The Berlin Airlift saved 2 million people from starvation, rescued a city from tyranny, and highlighted the stark differences between the United States and the Soviet Union. 

Those 450 Cold War-era airlifts ensured that foreign governments would “be receptive to Americans politically, economically and militarily,” an Air Force analysis explains. 

America’s response to the Ebola outbreak saved thousands in western Africa, prevented the killer virus from spreading into Europe and the Americas, and staved off a global panic. 

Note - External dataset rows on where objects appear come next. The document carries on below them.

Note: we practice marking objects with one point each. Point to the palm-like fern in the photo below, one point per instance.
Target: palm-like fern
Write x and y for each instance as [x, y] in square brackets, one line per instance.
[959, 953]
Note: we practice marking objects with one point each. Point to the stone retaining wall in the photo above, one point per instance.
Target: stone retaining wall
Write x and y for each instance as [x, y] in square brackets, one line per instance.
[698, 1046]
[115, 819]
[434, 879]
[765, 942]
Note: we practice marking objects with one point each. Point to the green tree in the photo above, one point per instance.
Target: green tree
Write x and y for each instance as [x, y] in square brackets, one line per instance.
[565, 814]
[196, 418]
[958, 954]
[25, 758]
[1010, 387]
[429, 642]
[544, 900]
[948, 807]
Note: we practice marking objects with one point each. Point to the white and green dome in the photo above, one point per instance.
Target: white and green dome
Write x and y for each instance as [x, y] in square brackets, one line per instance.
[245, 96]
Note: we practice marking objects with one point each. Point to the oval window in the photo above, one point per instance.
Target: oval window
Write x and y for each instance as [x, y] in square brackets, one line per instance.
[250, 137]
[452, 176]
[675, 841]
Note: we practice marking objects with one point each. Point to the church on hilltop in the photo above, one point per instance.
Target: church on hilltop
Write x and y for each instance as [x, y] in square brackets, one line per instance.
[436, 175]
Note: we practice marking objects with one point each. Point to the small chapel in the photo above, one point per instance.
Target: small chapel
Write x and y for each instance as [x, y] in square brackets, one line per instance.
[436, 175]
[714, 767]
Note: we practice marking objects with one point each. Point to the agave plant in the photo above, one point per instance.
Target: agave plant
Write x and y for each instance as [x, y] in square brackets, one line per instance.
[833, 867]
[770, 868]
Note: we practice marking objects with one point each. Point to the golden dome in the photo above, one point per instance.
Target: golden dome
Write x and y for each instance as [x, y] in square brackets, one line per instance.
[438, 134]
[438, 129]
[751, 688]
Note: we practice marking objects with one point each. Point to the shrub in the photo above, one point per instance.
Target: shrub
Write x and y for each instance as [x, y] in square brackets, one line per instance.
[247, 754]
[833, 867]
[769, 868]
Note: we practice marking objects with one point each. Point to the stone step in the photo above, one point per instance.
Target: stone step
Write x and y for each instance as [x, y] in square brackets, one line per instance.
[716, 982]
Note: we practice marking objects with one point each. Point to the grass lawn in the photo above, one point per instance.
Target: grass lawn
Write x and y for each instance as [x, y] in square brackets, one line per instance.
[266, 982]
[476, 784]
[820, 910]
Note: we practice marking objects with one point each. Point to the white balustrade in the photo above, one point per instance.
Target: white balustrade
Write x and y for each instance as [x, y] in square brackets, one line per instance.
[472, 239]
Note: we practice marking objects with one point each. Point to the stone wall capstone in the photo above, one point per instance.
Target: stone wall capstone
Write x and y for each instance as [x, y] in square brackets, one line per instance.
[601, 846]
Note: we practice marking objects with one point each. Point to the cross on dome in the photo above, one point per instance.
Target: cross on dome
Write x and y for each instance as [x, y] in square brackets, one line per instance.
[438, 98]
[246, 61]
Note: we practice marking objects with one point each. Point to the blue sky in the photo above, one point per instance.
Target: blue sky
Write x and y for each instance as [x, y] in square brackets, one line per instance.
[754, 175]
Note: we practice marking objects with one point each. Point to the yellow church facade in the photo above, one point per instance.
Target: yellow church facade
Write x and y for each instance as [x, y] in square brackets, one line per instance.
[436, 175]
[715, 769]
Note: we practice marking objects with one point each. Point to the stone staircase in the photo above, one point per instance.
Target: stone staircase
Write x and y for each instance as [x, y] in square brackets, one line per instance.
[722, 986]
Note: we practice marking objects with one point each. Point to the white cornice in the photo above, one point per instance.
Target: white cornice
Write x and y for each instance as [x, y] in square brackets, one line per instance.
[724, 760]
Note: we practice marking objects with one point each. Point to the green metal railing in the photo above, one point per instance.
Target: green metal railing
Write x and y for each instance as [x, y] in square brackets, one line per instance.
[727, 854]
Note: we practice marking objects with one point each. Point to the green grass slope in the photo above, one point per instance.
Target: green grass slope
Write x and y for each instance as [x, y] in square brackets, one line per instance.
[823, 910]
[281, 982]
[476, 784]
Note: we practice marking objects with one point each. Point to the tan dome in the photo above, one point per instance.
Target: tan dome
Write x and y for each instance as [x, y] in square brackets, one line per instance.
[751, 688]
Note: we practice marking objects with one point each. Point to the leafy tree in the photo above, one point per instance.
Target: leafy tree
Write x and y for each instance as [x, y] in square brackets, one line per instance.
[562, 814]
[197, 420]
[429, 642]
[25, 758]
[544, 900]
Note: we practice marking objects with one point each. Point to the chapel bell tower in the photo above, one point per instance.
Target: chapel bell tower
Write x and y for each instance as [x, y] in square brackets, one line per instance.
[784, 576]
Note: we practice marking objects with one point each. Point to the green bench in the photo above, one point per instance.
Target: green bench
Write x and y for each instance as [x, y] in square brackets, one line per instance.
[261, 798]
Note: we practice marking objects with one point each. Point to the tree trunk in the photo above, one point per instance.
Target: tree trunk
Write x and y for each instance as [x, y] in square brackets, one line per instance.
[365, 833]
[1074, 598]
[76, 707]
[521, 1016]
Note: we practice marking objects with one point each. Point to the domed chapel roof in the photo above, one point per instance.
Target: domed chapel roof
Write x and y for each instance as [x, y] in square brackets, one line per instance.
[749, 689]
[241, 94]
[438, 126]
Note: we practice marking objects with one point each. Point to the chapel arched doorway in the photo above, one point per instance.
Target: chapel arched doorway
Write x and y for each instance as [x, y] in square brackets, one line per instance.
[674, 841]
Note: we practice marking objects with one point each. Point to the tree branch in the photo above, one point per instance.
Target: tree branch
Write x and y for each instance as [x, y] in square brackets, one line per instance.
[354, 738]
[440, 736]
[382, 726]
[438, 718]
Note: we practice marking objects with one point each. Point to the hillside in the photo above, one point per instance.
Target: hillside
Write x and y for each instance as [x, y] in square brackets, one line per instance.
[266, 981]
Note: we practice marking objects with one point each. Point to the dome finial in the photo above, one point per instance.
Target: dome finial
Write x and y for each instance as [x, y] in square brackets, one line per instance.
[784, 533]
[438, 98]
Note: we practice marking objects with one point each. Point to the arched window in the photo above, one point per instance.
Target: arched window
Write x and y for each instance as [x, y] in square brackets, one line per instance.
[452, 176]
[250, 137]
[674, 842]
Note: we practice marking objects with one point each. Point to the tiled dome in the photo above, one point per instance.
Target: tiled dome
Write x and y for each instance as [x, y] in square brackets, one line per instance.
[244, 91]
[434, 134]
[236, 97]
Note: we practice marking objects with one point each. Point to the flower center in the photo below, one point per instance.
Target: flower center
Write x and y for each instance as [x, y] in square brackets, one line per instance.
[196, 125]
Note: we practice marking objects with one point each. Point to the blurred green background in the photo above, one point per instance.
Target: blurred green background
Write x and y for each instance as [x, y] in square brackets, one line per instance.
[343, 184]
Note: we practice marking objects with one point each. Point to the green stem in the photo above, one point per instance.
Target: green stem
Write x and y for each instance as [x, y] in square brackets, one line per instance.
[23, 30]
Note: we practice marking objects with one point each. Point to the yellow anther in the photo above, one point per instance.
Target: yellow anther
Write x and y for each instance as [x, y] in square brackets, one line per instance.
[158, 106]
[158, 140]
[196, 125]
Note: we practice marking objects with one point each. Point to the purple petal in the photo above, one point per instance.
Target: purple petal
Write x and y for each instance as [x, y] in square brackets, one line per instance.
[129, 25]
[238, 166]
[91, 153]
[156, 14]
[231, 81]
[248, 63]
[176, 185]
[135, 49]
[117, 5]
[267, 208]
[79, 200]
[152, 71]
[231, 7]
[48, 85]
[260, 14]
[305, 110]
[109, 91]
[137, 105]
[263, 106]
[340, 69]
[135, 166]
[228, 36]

Real schools with textbooks and teachers are an antidote to lies spewed by extremist madrassas. Likewise, providing medicine and clean water to forgotten corners of Africa serves as an inoculation against jihadism. “Societies mired in disease breed hopelessness and despair,” Bush recently observed, in an echo of Truman, “leaving people ripe for recruitment by extremists.” 

HELP Yet recent decades have seen a downward trend in U.S. foreign-aid spending. Measured in constant dollars as a share of GDP, non-military aid is lower today than it was a decade ago – and far below the ’50s. But the end of the Cold War didn’t end misery, want, poverty and strife – to use Truman’s words – or the threats to U.S. interests they so often spawn. 

President Dwight Eisenhower, the no-nonsense general, saw a connection between foreign aid and U.S. interests. Defending a massive aid program that enfolded security assistance, economic development and global health, Eisenhower called foreign aid “an investment in our present safety, in our future strength and in the growth of freedom throughout the world.”  

Fast-forward to the 21st century, and today’s military leaders are making the same argument. 

In 2013, responding to a question about State Department foreign-aid programs, then-Gen. James Mattis warned a Senate committee, “If you don’t fund the State Department fully, then I need to buy more ammunition.” 

A group of 121 retired generals and admirals recently signed an open letter arguing that USAID and other development programs “are critical to preventing conflict and reducing the need to put our men and women in uniform in harm’s way.” 

Two signatories of that letter, Adm. James Stavridis and Gen. Anthony Zinni, add that foreign aid “is not a reward for good behavior. It is a critical tool to advance American interests around the world and address the drivers of conflict and instability.”  

The generals and admirals know something that few Americans consider: the world America began building after World War II – a world in which free government, free markets, free trade and free nations can thrive – didn’t emerge by accident and doesn’t endure by magic. It depends on those blessed to live in relative peace and prosperity using their wealth to deter aggression, to enforce international norms of behavior and, yes, to offer help and hope to those in need. 

Alan W. Dowd is a senior fellow with the Sagamore Institute Center for America’s Purpose.